Two teachers in Kennebec County were recently awarded $150 grants by the Kennebec Retired Educators Association (KREA) to supplement expenses for classroom projects. The recipients were Nathaniel Paine who teaches science and technology at Cony Middle School in Augusta and Sarah Lucas, a Grade 2 teacher at the Helen Thompson School in West Gardiner.
Paine proposed an inter-disciplinary project known as “Raspberry Pi” allows students to assemble the hardware of a computer and code in Python—one of the most widely used programming languages. He will collaborate with other seventh grade teachers—Mrs. Moore, Mr. Joyce, and Mr. Colburn.
He explains, “Our seventh grade team has structured time into our schedule for extension activities that encompass four major study areas—science, math, English language arts, and social studies. Raspberry Pi enables students to design and code computer programming to solve problems that integrate across our four subject areas.”
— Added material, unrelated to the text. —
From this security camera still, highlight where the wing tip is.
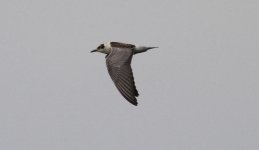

Ms. Lucas also plans to integrate interdisciplinary studies in science, technology, engineering, art, and math (STEAM). “These projects encourage creative problem solving and innovative thinking as well as teamwork and communication skills. These skills translate into real life work environments where problem solving and teamwork are integral parts of the relevancy of the project.”
George Davis, of Skowhegan, KREA president and chairperson of the KREAtive Grant Committee, says, “We are committed to helping teachers and students in many ways—by substituting, volunteering, serving on Boards of Education, and undertaking projects to enhance the classroom experience.”
Other members of the KREAtive Grant Committee are Phil Gonyar and Carl Daiker, both of Waterville; Linda Ellis, of Clinton; Joann Tyler, of China; and Kay Grindall, of Oakland.
The Kennebec Retired Educators Association (KREA) is an affiliate of MEA-Retired and is comprised of retired educators from 60 schools in 31 cities and towns. Grant description and applications disseminated to every principal of all Kennebec County elementary, middle, and high schools in September of every year. The principals make them available to classroom teachers.